Home » Hogan’s Pharmacy Collection launched at People’s Museum of Limerick
The exhibition includes items accumulated since Hogans Pharmacy was established over 80 years ago, in 1940. Documents, including botany notes, chemistry notes and price lists in Pat Hogan’s distinctive handwriting, along with equipment such as suppository moulds, pill makers, a mortar and pestle, vintage weights, measures and scales, all form part of the exhibition, together with a number of display cards including ones for Old Spice, Salvador Dali Perfume, Dimotapp, Coty Fragrance and Vichy. Original furnishings from the shop, including a prescription desk and an antique set of drawers, are also included. A wide range of cameras from the 1950s to the 1990s, as well as signs for Selo Film, Kodak and Agfa Gevaert, are also included. Vintage cosmetic jars such as the Dorothy Gray range, along with perfume bottles and cosmetic compacts, are also on display.
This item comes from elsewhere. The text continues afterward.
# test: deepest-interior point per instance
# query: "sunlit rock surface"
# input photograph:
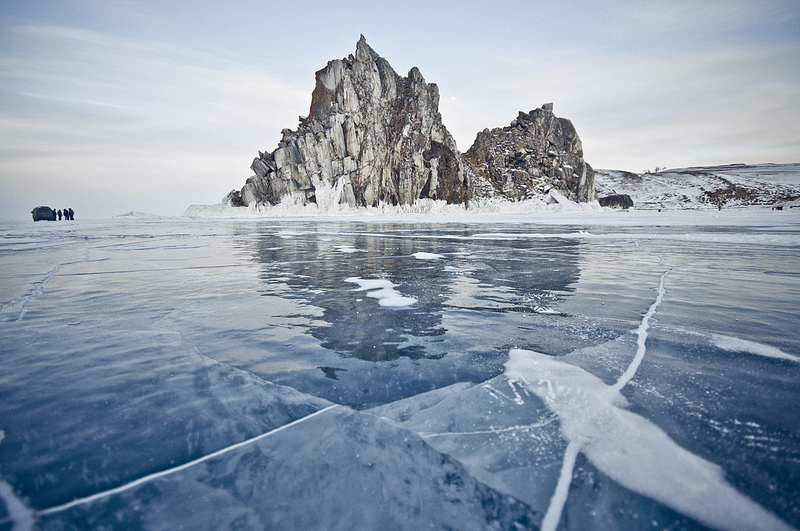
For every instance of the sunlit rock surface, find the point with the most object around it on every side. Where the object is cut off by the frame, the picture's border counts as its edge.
(373, 136)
When launching the collection, Senator Maria Byrne (a cousin of Marie McConn and Elenora Hogan), remembered her visits to the pharmacy during her childhood at 45, and subsequently 46 Upper William Street. She referred to the changes in the role of the pharmacist over the years and the Government’s commitment to the development of the profession’s role in the community in the future. Acknowledging the involvement of the Hogans in the Irish Pharmacy Union she referred to Mr Hogan’s membership of the first National Executive Committee of the IPU in the 1970s, and Marie McConn’s role as the first female President of the Union from 2000 to 2002.
The People’s Museum, a Limerick Civic Trust Project, is open daily (excluding Monday), from 10.00am to 4.00pm, and on Sunday from 12.00pm to 4.00pm.